Christian Missionary Engagement in Central Nigeria, 1857–1891 by Femi J. Kolapo

Christian Missionary Engagement in Central Nigeria, 1857–1891 by Femi J. Kolapo

Author:Femi J. Kolapo
Language: eng
Format: epub
ISBN: 9783030314262
Publisher: Springer International Publishing


Initial Political Responses to Missionary Presence

The initiation of Crowther’s CMS Upper Niger Mission and its evangelizing program occurred at the same time as—and clashed with—the consolidation phase of the expanding Jihadist Nupe state. The inauguration of the mission among the Igala of Idah, neighbor to the Nupe on the southeast side of the Confluence, on the contrary, corresponded with the political decline of that state. The CMS Mission among the Igala was thus begun in a context fraught with acute political and diplomatic sensitivity by the rulership of the Igala kingdom.

The Nupe found it politic to develop and manage a beneficial relationship with the British government through its friendship with the Christian missionaries and with British consular representatives, who, for a very brief period, were occasionally present at Lokoja.

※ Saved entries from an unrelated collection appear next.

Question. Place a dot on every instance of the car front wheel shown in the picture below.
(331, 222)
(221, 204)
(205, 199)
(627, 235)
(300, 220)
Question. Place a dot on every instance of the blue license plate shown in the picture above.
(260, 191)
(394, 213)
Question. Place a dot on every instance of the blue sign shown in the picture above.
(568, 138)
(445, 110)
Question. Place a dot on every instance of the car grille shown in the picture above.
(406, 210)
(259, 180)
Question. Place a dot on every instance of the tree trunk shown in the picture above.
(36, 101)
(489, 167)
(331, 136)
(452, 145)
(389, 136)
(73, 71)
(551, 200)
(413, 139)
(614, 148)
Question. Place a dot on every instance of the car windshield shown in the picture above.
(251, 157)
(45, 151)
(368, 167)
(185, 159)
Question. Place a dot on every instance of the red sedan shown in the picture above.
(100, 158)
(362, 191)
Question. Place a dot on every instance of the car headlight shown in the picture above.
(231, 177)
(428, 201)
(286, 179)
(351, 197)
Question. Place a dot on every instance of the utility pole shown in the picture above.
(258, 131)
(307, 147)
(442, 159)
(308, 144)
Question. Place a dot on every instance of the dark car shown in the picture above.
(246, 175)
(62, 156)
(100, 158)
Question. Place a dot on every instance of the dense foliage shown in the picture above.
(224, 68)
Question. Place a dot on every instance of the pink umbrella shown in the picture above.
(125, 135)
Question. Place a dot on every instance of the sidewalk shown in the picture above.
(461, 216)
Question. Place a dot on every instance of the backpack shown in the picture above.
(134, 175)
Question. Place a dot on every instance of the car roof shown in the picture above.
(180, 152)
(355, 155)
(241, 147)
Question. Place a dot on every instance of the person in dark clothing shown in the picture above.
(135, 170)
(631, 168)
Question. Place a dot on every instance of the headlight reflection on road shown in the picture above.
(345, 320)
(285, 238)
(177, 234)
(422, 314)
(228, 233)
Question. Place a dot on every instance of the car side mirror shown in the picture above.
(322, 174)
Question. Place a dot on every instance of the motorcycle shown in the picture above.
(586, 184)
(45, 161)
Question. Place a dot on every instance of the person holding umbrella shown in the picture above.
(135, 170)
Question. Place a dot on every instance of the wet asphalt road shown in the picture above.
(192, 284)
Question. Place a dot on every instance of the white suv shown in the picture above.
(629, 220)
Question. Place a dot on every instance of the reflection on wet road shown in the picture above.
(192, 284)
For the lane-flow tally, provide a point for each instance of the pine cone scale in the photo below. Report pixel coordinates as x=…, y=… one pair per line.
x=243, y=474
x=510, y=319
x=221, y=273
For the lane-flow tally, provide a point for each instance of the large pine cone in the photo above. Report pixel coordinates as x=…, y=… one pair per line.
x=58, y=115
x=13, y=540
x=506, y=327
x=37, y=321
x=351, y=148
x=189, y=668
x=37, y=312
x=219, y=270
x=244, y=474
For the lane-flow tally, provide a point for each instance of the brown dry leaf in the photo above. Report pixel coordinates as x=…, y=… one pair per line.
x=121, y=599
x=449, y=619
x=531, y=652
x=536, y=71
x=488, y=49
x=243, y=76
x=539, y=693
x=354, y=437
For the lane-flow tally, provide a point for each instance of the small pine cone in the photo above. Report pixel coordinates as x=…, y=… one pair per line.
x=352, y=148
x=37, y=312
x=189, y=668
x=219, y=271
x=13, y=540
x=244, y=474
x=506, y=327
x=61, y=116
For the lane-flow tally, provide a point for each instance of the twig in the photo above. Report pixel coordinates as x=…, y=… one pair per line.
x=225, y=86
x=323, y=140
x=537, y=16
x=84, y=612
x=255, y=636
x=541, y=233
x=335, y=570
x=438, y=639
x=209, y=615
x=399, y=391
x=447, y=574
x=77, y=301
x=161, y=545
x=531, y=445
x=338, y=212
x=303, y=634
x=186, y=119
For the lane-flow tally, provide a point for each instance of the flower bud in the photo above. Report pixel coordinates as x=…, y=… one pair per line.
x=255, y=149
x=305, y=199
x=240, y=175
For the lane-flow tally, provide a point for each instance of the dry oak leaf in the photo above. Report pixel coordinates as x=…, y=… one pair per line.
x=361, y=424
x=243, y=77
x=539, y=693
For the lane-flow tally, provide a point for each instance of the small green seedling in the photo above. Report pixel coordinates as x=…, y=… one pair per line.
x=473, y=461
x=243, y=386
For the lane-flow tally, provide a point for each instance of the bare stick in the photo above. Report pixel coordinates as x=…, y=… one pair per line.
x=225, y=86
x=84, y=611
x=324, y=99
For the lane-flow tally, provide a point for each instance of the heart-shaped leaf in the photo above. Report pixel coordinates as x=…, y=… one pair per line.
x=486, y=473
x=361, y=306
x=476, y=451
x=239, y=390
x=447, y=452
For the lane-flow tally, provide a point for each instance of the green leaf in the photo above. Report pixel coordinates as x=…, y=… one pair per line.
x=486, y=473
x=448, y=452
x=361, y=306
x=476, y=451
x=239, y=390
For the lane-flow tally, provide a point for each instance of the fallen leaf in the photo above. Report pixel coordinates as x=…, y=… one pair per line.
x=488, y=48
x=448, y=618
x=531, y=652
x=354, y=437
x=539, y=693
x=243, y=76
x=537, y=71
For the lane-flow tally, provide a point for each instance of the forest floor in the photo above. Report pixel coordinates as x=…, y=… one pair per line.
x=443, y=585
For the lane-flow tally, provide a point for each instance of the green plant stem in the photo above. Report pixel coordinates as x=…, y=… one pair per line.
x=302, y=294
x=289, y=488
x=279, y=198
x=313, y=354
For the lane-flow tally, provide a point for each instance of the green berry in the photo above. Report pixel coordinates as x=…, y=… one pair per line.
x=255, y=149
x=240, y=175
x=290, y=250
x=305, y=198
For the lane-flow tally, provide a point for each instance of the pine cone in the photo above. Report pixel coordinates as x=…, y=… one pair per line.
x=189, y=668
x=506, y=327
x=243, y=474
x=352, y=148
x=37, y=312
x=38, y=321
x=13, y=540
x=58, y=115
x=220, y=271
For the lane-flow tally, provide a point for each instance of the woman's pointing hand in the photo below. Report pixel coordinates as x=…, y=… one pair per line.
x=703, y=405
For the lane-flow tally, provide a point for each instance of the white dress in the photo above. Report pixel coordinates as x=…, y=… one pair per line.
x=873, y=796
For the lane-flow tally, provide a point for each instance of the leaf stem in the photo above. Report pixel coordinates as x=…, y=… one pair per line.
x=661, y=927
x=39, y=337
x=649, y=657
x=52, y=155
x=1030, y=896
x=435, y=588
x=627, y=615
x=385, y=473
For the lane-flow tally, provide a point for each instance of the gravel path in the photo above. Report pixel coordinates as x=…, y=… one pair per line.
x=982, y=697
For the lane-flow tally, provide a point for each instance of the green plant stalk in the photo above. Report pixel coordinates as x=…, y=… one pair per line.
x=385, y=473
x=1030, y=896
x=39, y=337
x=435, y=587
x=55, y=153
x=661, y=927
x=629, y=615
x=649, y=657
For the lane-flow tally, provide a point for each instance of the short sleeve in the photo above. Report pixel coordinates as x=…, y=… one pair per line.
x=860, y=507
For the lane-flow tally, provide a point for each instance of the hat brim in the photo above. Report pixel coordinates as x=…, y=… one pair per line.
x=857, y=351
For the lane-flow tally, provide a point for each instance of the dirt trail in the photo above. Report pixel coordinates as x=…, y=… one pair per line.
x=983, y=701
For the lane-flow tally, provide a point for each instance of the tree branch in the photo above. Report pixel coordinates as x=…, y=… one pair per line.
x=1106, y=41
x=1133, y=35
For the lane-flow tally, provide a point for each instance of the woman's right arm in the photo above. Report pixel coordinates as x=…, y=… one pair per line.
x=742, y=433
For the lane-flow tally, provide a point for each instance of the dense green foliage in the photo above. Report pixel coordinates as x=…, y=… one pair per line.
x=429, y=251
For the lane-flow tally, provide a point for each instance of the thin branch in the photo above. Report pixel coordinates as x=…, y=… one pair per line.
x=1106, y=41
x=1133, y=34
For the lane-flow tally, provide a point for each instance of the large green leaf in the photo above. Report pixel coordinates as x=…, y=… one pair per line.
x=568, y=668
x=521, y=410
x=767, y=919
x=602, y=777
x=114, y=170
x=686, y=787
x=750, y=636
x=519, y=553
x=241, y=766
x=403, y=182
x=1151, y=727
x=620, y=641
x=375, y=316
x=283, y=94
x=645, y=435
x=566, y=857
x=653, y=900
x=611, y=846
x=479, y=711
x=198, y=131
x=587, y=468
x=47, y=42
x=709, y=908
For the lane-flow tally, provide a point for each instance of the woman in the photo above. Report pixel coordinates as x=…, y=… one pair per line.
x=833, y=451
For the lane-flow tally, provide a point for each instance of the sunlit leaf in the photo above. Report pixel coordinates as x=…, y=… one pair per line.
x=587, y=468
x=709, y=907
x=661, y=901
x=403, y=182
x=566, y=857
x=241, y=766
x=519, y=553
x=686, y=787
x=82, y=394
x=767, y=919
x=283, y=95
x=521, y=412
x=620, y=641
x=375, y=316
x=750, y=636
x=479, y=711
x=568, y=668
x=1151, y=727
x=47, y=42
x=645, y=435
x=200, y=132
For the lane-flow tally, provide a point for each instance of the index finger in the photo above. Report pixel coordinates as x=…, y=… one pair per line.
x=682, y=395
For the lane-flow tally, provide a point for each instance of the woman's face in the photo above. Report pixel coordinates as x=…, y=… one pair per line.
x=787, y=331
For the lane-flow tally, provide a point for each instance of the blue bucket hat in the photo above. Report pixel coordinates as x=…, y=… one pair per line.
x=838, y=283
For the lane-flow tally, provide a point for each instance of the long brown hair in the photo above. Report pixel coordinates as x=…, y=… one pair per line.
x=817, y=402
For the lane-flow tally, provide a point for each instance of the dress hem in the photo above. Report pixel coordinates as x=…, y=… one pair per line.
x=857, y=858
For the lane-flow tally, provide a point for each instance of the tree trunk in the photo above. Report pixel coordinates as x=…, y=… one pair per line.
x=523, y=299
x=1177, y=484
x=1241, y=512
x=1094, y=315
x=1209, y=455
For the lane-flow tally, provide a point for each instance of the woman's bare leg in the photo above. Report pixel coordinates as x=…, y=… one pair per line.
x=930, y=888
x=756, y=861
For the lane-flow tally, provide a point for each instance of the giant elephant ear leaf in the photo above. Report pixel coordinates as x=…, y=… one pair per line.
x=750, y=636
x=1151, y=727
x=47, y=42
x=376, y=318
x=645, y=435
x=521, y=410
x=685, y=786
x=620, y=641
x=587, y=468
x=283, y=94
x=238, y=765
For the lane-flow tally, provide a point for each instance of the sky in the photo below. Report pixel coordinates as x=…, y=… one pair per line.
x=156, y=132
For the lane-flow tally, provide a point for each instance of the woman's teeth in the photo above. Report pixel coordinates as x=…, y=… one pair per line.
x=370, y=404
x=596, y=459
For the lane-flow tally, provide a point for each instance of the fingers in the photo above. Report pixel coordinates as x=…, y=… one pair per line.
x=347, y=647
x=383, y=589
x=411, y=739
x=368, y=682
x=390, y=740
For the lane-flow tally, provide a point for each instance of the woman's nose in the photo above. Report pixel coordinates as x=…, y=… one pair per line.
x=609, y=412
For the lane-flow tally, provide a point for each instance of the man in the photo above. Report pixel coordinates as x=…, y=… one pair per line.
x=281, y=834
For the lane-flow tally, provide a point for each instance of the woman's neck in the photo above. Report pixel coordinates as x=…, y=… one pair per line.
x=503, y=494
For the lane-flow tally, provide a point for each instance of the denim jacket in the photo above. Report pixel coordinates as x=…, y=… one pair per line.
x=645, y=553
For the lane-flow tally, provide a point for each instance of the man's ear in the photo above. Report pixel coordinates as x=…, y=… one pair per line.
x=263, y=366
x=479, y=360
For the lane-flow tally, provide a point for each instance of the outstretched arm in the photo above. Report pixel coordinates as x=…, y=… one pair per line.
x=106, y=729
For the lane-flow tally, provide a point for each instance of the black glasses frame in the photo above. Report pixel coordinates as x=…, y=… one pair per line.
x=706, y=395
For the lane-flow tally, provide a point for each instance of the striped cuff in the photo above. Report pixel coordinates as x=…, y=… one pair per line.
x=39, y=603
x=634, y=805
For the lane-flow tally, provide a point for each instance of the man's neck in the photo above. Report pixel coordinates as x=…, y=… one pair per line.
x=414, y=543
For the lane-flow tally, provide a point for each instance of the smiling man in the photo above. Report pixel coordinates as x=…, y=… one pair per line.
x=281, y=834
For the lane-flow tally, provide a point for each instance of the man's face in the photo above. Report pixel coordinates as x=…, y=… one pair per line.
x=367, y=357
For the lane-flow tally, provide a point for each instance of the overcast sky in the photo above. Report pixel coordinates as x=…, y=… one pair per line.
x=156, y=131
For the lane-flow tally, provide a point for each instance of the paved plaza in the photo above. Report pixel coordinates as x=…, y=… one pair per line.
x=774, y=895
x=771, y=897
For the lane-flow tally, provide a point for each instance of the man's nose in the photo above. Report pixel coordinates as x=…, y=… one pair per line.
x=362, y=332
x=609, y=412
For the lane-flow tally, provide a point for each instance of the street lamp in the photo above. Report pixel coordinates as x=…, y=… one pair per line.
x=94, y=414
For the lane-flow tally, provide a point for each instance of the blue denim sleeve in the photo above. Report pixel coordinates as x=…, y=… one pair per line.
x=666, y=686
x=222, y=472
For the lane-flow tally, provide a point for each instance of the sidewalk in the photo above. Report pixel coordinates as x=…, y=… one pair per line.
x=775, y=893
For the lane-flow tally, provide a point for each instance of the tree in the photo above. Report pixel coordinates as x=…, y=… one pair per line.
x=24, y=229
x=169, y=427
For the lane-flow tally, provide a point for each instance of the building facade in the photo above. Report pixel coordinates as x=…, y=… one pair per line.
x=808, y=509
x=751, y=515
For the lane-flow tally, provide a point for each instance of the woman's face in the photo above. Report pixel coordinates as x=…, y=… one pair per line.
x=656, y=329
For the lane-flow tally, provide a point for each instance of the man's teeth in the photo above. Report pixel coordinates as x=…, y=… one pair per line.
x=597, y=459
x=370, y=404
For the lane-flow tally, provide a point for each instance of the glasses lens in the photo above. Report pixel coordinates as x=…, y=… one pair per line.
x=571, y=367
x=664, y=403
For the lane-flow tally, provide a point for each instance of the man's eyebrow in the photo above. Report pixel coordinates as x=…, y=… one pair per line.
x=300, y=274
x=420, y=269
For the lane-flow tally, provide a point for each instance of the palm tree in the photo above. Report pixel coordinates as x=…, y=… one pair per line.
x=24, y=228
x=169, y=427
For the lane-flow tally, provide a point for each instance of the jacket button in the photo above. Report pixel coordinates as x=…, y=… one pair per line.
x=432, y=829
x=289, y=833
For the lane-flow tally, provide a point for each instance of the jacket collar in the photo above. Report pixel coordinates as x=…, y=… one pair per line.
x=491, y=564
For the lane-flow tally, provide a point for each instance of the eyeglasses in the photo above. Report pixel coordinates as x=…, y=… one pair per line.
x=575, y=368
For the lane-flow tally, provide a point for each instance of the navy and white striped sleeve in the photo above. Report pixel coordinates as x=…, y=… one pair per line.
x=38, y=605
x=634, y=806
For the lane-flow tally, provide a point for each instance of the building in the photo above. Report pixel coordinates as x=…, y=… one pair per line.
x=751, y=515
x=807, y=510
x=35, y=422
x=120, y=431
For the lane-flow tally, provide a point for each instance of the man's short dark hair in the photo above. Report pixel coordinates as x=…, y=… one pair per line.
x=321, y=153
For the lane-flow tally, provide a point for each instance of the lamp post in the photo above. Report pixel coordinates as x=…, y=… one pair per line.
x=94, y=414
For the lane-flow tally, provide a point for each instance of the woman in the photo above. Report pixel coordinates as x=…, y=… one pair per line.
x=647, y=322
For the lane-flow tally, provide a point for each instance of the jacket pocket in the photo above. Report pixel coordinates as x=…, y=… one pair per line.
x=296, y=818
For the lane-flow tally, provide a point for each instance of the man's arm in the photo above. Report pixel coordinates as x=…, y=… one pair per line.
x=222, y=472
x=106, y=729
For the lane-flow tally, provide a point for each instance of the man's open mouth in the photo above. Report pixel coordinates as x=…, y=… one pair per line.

The Nupe rulers were not insensitive to the political implications of a successful Christian missionary enterprise within the boundary of their state. They were neither unaware of the constraints it might pose to their territorial expansion and the challenge it might present to its economic and fiscal prerogatives over subjected peoples in territories it claimed to be under its jihadist jurisdiction. Hence, the earlier permission given by Emir Masaba to Crowther to establish his mission at Rabba was rescinded and the buildings which he had erected and which made up the first CMS Mission station in the Upper Niger were pulled down. He was told to move his mission to the southern peripheries of the state at Lokoja, which until then had not come under Nupe’s domain.51

The Nupe rulership was abreast of information on international relations between the European powers and societies of the Mediterranean, North Africa, and the Middle East. They specially followed the news of the problems in the nineteenth century faced by Turkey, Egypt, Morocco, and Tunisa in granting, under imperialist pressure, extra-territorial privileges to European Christian nations. In their discussions with British explorer Hugh Clapperton in the 1820s and with W. B. Baikie and Crowther in the 1850s through 1870s, the leadership of the Sokoto Caliphate and the emirs and leaders of the Bida emirate, respectively, showed a keen awareness of the dangers lurking underneath any type of unbounded diplomatic relation with the Europeans. This, in addition to internal factional politics, probably led the Nupe leadership to quickly do the reassessment that caused them to change their earlier welcome policy regarding Crowther’s missions. The duo of Emir Usman Zaki and Emir Masaba, the latter then the heir presumptive, had assured Crowther and Baikie in 1858 that Rabah, the deserted erstwhile Nupe capital, was going to be reconstructed and resettled once again as the capital of the Nupe emirate as the long wars of Nupe had finally ended. However, they seemed to have realized that having a Christian missionary group ensconced right in the capital would project a very unfavorable image of a jihadist emirate.52 It is, thus, understandable that the Nupe leadership would rescind the permission that Crowther had earlier allowed Crowther to build his mission at Rabba.